After cleaning and quality control, RNA-Sequencing data showed high correlation of expression profiles in each paired group when analyzed with Pearson’s correlation and principal component analysis (Figure 6a, b). A differentially expressed genes (DEGs) analysis was then performed to identify gene expression changes between groups. Strikingly, MSCs-IT showed significantly different gene expression mode in comparison with MSCs-vehicle and MSCs-T; and a slight similarity between MSCs-IT and MSCs-I was seen, as shown by heat map plotted with 3680 DEGs (log2 [fold-change] > 1 and p < 0×05) (Figure 6c, d). This result indicated that the alterations in gene expression of MSCs-IT might be resulted from an enhancement of IFN-γ signaling after the addition of TNF-α.

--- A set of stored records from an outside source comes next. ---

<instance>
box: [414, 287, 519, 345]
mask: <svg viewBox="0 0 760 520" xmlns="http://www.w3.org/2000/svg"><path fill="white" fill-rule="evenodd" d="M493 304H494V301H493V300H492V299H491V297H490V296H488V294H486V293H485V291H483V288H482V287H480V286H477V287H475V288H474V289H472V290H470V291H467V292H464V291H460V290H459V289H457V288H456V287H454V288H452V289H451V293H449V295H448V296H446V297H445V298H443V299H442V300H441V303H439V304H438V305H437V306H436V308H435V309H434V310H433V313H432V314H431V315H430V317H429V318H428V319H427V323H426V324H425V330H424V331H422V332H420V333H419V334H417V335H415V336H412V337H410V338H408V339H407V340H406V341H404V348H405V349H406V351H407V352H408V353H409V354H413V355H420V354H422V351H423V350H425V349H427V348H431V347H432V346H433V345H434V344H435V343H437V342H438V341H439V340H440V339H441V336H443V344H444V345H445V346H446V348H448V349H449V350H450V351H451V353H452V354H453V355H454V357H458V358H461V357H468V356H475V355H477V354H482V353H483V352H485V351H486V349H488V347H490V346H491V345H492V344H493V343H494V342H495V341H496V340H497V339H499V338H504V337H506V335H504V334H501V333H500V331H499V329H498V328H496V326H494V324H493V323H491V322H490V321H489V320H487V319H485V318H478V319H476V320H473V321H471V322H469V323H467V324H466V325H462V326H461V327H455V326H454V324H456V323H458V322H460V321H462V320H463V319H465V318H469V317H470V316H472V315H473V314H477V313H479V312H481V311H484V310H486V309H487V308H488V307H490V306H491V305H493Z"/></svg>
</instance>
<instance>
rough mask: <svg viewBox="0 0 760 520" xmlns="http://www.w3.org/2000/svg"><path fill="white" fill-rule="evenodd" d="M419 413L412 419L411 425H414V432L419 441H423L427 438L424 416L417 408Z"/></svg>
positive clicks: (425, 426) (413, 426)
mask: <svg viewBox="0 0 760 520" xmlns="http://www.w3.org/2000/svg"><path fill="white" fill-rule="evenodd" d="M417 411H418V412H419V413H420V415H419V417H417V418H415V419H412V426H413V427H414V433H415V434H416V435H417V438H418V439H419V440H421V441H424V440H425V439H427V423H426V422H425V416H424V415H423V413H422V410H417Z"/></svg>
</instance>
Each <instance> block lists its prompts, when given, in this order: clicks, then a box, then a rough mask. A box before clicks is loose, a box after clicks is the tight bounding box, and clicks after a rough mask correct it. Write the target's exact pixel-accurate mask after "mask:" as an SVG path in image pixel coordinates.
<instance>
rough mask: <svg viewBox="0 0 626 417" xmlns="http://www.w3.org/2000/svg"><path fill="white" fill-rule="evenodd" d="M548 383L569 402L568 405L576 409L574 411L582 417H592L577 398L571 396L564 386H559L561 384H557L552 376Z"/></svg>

This inference was supported by analyzing the 3245 DEGs between MSCs-IT and MSCs-T (the two groups showed the greatest difference in both morphology and DEGs) (Figure 7a, b). Functional annotation was analyzed through GO-Cellular Component (CC) alone, as the primed MSCs-IT showed a significant alteration in cellular morphology. The significantly enriched top 20 CC terms in the enrichment analysis of DEGs were shown in Figure 7c, and the most enriched were terms associated with cell morphology changes, such as plasma, cytosol, membrane, cytoplasm, cytoskeleton, and spindle etc., which was in consistent with the previous results of cell morphology. Next, a KEGG pathway enrichment analysis was conducted to explore the most significantly enriched pathways (Figure 7d). The most enriched pathways included cytokine-cytokine receptor interaction, necroptosis, apoptosis, and TNF signaling pathways etc., among which the “necroptosis” was paid special attention to.

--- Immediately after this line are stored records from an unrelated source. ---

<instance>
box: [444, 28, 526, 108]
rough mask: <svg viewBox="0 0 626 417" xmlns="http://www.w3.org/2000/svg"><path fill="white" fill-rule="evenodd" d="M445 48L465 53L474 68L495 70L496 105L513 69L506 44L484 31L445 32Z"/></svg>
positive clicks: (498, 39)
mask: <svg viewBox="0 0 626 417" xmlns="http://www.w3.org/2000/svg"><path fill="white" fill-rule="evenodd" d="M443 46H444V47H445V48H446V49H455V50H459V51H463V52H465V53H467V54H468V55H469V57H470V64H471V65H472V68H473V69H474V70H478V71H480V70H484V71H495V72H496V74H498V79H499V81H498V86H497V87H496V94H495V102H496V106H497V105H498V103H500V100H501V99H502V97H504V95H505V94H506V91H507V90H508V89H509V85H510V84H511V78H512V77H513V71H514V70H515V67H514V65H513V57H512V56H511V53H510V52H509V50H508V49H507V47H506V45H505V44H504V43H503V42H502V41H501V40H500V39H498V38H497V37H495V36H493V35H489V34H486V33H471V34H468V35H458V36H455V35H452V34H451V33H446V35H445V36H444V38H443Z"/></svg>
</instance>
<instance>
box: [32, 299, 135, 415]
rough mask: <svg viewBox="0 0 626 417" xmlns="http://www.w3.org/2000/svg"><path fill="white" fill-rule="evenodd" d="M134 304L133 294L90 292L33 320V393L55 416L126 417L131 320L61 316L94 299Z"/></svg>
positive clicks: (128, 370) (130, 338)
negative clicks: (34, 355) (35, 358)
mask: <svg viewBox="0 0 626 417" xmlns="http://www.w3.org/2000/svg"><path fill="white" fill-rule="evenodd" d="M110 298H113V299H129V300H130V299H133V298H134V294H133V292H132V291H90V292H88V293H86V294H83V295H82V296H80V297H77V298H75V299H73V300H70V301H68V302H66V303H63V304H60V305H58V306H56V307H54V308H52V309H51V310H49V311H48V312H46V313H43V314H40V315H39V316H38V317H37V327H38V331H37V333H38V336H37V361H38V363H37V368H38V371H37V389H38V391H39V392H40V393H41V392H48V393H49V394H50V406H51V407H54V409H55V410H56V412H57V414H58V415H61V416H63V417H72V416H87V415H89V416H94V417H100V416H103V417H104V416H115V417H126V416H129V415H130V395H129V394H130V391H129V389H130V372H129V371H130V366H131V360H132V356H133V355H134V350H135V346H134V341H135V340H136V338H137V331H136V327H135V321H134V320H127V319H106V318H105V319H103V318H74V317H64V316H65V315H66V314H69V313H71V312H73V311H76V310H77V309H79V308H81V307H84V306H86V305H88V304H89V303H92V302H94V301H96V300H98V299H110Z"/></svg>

Necroptosis is a form of programmed cell death characterized by a similar morphology of necrosis, including cell swelling, membrane rupture, and releasing of cellular contents, such as inflammatory cytokines, damage-associated molecular patterns (DAMPs), and chemokines, thereby leading to a variety of inflammatory responses subsequently. It can be triggered by various cytokines and pattern recognition receptors through phosphorylation of receptor interacting protein kinase 1 (RIPK1), which then phosphorylates and activates RIPK3 to form a RIPK1-RIPK3-MLKL (mixed lineage kinase domain-like protein) complex responsible for disrupting plasma membrane integrity via membrane pore executed by MLKL oligomer formation.[30-32]
Further analysis revealed that all genes associated with necroptosis (RIPK1, RIPK3, MLKL, TRADD, TICAM1, ZBP1, TLR3, and TLR4)[33] were significantly up-regulated in the group synergistically primed with IFN-γ and TNF-α (Figure 8a-c), indicating that the morphologically and functionally altered MSCs-IT had undergone necroptosis. Most importantly, this manner of cell death evidenced the results seen in our previous experiments.
Necroptosis of MSCs induced by IFN-γ and TNF-α is reduced by RIPK3 and/or MLKL inhibitors
As necroptosis is a form of regulated cell death, we investigated whether inhibitors of RIPK1, RIPK3 and MLKL can reverse or rescue that process, hoping to validate the results of RNA-Sequencing at the same time.
Strikingly, observed by phase contrast microscope, RIPK3 inhibitor GSK-872[26] and MLKL inhibitor NSA[25] remarkably attenuated the necroptotic morphology of MSCs-IT, while the rescue effect of RIPK1 inhibitor necrostatin-1 (Nec-1) [24] was not so evident (Figure 8d).
These results indicated that IFN-γ and TNF-α indeed induced necroptosis of MSCs collaboratively, and it was a RIPK1-independent process initiated through not yet known alternative pathways to activate RIPK3 and MLKL.